NoArgs().renderIntoDOM(document.body)

React Extensions

  • Where setState(State) is applicable, you can also run:

    • modState(State => State)
    • modState((State, Props) => State)
    • setStateOption(Option[State])
    • modStateOption(State => Option[State])
    • modStateOption((State, Props) => Option[State])
  • React has a classSet addon for specifying multiple optional class attributes. The same mechanism is applicable with this library is as follows:

    <.div(
      ^.classSet(
        "message"           -> true,
        "message-active"    -> true,
        "message-important" -> props.isImportant,
        "message-read"      -> props.isRead),
      props.message)
    
    // Or for convenience, put all constants in the first arg:
    <.div(
      ^.classSet1(
        "message message-active",
        "message-important" -> props.isImportant,
        "message-read"      -> props.isRead),
      props.message)
  • Sometimes you want to allow a function to both get and affect a portion of a component's state. Anywhere that you can call .setState() you can also call .zoomState() to return an object that has the same .setState(), .modState() methods but only operates on a subset of the total state.
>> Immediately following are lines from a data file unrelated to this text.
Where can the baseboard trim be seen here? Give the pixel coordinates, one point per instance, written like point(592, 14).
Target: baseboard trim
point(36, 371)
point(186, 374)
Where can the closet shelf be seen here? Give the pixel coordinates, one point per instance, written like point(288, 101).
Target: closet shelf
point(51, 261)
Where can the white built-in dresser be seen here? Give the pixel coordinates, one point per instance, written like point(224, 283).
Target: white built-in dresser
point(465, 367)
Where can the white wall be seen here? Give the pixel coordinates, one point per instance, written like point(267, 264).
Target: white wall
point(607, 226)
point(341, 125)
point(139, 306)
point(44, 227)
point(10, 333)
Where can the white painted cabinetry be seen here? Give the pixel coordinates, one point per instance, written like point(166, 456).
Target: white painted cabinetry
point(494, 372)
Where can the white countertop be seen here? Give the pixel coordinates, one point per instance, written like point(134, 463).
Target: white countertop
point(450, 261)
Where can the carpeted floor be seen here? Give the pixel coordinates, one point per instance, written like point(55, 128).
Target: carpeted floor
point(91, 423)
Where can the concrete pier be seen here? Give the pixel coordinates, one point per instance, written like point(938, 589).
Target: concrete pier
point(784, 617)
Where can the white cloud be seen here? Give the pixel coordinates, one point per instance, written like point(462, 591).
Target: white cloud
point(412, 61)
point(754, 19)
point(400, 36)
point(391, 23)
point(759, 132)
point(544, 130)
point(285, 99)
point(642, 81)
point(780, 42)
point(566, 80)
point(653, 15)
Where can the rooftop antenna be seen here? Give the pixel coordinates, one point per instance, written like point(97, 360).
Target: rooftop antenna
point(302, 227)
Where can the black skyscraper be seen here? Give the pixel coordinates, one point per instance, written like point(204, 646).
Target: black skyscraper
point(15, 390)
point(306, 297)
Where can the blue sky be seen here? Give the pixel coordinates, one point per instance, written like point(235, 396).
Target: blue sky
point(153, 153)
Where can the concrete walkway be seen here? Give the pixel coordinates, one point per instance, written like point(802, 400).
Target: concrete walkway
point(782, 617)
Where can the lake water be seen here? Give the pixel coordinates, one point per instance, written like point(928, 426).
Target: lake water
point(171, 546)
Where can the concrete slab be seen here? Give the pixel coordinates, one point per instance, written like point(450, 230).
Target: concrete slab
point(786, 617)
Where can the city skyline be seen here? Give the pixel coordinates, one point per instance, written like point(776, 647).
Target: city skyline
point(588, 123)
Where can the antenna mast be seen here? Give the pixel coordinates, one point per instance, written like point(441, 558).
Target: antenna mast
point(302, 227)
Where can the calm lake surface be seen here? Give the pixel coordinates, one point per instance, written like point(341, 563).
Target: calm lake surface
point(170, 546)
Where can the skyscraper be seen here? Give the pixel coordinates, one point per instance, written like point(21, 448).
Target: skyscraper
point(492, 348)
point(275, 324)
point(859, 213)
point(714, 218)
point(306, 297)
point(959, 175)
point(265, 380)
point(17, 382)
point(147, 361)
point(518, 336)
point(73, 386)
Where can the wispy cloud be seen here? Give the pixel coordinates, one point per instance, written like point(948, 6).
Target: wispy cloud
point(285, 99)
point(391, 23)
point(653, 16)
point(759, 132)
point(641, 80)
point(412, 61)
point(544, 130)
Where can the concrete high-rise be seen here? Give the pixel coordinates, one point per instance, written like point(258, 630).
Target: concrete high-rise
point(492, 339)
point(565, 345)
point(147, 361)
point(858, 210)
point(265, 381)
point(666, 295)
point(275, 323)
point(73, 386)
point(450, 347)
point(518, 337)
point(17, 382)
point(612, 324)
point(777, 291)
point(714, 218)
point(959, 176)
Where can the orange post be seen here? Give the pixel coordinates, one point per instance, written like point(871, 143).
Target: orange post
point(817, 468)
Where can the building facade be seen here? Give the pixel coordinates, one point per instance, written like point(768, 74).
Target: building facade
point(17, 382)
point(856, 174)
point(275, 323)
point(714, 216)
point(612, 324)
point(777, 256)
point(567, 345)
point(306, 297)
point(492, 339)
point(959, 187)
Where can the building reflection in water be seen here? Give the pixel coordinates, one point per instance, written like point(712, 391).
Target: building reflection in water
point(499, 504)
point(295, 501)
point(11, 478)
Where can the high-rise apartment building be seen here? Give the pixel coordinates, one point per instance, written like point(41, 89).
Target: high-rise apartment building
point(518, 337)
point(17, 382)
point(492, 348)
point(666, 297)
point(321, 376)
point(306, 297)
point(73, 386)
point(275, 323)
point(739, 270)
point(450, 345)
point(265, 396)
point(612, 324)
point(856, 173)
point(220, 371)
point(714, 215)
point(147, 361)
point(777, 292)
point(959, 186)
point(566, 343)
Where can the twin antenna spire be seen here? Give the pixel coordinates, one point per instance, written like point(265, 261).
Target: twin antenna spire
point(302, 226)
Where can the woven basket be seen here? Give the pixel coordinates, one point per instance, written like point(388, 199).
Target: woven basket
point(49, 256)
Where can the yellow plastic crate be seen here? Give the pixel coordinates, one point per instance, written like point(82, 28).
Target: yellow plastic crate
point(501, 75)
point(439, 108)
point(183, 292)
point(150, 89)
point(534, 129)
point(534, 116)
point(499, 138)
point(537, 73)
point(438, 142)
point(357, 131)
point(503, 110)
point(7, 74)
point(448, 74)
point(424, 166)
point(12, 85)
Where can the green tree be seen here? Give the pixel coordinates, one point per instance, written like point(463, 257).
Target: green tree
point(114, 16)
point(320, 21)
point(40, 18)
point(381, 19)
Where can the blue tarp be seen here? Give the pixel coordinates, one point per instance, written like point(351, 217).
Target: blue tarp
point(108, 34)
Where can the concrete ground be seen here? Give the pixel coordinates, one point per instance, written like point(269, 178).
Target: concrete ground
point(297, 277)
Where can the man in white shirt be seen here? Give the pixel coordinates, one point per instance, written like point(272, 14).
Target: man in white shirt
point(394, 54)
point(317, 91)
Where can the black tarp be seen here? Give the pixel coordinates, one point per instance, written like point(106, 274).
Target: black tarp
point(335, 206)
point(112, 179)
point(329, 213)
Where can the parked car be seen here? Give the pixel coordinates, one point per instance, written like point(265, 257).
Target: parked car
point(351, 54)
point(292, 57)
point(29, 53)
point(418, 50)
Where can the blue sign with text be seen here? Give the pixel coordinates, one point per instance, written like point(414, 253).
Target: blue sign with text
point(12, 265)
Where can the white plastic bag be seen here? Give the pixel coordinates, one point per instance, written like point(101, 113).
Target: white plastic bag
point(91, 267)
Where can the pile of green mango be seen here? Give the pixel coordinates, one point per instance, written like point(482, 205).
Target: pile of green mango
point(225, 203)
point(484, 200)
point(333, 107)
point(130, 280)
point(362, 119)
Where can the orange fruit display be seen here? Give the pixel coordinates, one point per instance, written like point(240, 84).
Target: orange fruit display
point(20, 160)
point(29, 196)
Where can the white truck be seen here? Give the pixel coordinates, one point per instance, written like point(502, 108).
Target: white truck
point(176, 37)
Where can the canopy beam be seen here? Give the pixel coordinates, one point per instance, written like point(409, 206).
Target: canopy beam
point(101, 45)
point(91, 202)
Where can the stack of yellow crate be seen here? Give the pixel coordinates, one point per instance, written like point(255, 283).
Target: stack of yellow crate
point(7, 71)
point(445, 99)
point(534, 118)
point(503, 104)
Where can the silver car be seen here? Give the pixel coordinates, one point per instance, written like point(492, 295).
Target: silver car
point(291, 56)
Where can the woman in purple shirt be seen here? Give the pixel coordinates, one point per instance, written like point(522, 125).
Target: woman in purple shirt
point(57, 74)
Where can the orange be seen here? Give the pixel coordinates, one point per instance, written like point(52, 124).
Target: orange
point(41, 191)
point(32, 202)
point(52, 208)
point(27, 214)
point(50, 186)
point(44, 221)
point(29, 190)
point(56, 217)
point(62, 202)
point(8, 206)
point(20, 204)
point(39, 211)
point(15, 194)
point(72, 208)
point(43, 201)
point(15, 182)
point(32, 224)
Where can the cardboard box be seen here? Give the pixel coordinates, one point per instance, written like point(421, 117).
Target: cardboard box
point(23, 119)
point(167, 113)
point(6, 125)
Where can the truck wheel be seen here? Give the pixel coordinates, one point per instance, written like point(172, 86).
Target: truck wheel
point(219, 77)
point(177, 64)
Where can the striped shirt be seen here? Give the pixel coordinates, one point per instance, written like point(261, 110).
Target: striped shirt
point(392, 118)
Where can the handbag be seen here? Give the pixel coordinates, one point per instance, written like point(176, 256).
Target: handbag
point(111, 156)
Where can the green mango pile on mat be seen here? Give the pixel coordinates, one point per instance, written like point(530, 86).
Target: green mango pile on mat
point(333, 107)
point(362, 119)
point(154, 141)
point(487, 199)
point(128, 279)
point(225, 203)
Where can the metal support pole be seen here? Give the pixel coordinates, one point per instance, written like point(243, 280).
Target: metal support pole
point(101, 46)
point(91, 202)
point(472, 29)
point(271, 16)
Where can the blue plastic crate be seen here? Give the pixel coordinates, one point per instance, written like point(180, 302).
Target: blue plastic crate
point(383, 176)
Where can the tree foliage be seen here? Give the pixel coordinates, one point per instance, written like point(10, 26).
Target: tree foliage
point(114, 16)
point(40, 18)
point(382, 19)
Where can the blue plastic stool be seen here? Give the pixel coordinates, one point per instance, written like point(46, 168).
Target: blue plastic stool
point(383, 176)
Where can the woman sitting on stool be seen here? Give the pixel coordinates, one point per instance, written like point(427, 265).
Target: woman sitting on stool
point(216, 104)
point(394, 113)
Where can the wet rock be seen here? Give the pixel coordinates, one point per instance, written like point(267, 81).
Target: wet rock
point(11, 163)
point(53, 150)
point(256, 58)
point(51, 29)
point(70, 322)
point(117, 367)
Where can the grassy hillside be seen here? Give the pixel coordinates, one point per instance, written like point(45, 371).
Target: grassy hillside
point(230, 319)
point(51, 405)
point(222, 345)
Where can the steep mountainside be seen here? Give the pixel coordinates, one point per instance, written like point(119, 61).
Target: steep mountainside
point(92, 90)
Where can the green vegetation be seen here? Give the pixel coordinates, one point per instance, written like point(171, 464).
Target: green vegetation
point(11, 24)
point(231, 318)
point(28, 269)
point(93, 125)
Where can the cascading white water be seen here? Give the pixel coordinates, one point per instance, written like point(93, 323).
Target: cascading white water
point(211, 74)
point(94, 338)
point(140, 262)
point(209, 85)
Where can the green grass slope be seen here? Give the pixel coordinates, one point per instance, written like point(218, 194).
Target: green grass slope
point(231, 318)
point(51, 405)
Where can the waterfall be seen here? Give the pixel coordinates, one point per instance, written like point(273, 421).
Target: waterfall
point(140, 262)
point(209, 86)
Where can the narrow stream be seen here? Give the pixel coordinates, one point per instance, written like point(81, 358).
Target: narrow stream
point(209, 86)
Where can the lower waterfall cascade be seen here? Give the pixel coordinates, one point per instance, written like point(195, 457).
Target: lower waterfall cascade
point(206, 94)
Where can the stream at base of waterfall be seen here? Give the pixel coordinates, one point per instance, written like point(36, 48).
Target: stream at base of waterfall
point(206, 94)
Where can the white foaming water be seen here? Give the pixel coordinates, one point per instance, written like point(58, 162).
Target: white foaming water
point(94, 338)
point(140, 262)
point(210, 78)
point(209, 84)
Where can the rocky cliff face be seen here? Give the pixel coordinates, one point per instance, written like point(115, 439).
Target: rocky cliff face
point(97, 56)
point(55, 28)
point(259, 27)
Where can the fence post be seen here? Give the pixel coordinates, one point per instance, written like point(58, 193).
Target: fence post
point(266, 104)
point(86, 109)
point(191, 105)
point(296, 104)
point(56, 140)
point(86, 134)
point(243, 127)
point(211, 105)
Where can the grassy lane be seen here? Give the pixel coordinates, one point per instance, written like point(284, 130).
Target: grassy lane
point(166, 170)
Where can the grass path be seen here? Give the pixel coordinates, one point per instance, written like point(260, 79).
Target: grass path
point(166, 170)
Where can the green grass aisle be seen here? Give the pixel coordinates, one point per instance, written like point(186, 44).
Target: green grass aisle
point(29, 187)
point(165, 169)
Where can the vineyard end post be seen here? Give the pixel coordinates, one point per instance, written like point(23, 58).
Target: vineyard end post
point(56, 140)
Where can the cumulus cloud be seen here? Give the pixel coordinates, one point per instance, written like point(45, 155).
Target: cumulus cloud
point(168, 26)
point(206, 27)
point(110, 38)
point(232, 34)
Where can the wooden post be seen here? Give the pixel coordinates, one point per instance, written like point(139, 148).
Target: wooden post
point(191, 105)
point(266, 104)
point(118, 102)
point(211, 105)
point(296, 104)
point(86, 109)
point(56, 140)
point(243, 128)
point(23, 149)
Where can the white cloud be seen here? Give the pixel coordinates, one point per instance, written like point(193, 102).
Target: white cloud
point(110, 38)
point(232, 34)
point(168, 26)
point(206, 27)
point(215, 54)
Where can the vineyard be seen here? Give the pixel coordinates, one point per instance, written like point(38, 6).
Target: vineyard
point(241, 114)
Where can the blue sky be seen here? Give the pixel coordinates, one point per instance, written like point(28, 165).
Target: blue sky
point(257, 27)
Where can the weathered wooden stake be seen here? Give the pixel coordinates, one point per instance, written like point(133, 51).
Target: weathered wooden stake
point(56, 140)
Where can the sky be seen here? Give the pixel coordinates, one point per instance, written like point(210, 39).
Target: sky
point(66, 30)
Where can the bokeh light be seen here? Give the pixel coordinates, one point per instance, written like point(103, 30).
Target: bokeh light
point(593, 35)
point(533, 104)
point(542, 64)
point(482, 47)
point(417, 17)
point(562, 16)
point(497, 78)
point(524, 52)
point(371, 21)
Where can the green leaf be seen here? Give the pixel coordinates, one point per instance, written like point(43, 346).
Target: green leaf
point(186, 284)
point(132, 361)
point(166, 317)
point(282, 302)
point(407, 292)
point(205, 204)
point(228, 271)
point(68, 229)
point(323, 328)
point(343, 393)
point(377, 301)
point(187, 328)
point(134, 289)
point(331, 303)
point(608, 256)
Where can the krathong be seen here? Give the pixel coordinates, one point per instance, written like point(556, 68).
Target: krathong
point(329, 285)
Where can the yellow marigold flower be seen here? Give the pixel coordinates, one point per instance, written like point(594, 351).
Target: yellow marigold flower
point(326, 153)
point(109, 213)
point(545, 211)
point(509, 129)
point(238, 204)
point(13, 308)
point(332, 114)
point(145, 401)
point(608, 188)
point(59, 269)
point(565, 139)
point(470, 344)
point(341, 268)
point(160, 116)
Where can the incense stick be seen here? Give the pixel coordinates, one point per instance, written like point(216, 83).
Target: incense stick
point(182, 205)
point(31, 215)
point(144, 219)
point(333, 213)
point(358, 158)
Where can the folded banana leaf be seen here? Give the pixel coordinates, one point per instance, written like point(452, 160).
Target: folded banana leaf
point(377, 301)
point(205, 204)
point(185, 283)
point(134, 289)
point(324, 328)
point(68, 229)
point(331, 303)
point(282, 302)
    def incrementCounter(s: StateAccessPure[Int]): Callback =
      s.modState(_ + 1)
    
    // Then in some other component:
    case class State(name: String, counter: Int)
    
    def render = {
      val f = $.zoomState(_.counter)(value => _.copy(counter = value))
      button(onclick --> incrementCounter(f), "+")
    }

    You can cut down on boilerplate by using Monocle and the scalajs-react Monocle extensions. By doing so, the above snippet will look like this:

    import monocle.macros._
    
    @Lenses case class State(name: String, counter: Int)
    
    def render = {
      val f = $ zoomStateL State.counter
      button(onclick --> incrementCounter(f), "+")
    }
  • The .getDOMNode callback can sometimes execute when unmounted which is an increasingly annoying bug to track down. Since React 16 with its new burn-it-all-down error handling approach, an occurance of this can be fatal. In order to properly model the reality of the callback and ensure compile-time safety, rather than just getting back a VDOM reference, the return type is an ADT like this:

                                     ComponentDom
                                      ↑        ↑
                   ComponentDom.Mounted        ComponentDom.Unmounted
                    ↑            ↑
    ComponentDom.Element      ComponentDom.Text
    

    Calling .getDOMNode from without lifecycle callbacks, returns a ComponentDom.Mounted. Calling .getDOMNode on a mounted component instance or a BackendScope now returns ComponentDom which may or may not be mounted. Jump into the ComponentDom source to see the available methods but in most cases you'll use one of the following:

    trait ComponentDom {
      def mounted  : Option[ComponentDom.Mounted]
      def toElement: Option[dom.Element]
      def toText   : Option[dom.Text]

    In unit tests you'll typically use asMounted().asElement() or asMounted().asText() for inspection.

Gotchas

  • table(tr(...)) will appear to work fine at first then crash later. React needs table(tbody(tr(...))).

  • React's setState functions are asynchronous; they don't apply invocations of this.setState until the end of render or the current callback. Calling .state after .setState will return the initial, original value, i.e.

    val s1 = $.state
    val s2 = "new state"
    $.setState(s2)
    $.state == s2 // returns false
    $.state == s1 // returns true

    If this is a problem you have 2 choices.

    1. Use modState.
    2. Refactor your logic so that you only call setState once.
  • Since setState and modState return callbacks, if you need to call them from outside of a component (e.g. by accessing the backend of a mounted component), call .runNow() to trigger the change; else the callback will never run. See the Callbacks section for more detail.